Cepagatti. Ladro solitario all’assalto del Palito’s: rintracciato dai carabinieri a Rancitelli e denunciato
CEPAGATTI. «Ci hanno fatto un disastro. Hanno rotto e messo a soqquadro tutto, per i pochi spiccioli che avevamo lasciato nel fondo cassa, non più di 20 euro».
È amareggiato il proprietario del risto pub Palito's di Villanova di Cepagatti. La notte del 21 marzo, attorno alle 3.30, una persona sola, nel giro di poche ore fermata dai carabinieri della stazione di Cepagatti, dopo aver mandato in frantumi una finestra con uno scalpello in ferro, è entrata all'interno dell'attività, ha distrutto il registratore di cassa afferrando quello che c'era dentro, ed è fuggita, non prima, però, di aver danneggiato anche una porta antipanico. A fronte di 20 euro di bottino, ingenti sono stati i danni al locale, che si aggirano sui quattro mila euro. Grazie alle immagini dei sistemi di videosorveglianza presenti all’esterno dell’attività e anche ad alcune impronte lasciate, i militari dell'Arma hanno individuato e denunciato il responsabile.

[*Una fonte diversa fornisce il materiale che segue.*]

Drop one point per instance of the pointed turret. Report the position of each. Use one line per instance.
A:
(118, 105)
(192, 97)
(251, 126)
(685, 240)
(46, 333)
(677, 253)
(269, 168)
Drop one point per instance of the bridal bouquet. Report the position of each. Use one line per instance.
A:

Si tratta di un 23enne pescarese, già noto alle forze dell'ordine per fatti analoghi compiuti tra Pescara e Spoltore. L'ultimo furto con spaccata messo a segno risale alla notte dell’11 marzo al Fellini Bistrot di Villa Raspa di Spoltore. Anche in quel caso i carabinieri della compagnia di Pescara, diretti dal capitano Giovanni Rolando, dopo aver visionato le telecamere, l’hanno immediatamente rintracciato. Era nel quartiere Rancitelli, dove con i soldi appena rubati, 104 euro, stava andando ad acquistare con ogni probabilità la droga. Addosso aveva ancora la refurtiva.
«Sono stato io martedì mattina a fare la scoperta», racconta il titolare di Palito's, che ha anche pubblicato sui social le fotografie per fare vedere come gli è stato ridotto il locale.
«Nel ristorante c’era un macello. La finestra con tutta la cornice in legno danneggiata, la cassa piegata, tutti i fili che c'erano, compresi quelli del modem, tirati, gli ingranaggi della porta antipanico distrutti. Il ladro è entrato, dopo aver rotto con uno scalpello grande una delle finestre, ma poi è uscito da questa porta, lasciando fra l'altro le impronte e anche i guanti. Per pochi soldi, abbiamo subito danni e disagi enormi. Ho dovuto chiamare il vetraio, il falegname e non siamo ancora riusciti a sistemare tutto». I carabinieri della stazione Cepagatti, durante le indagini lampo, hanno ritrovato lo scalpello utilizzato dal giovane per compiere il furto, posto ora sotto sequestro. Scalpello che il ladro si era portato da casa.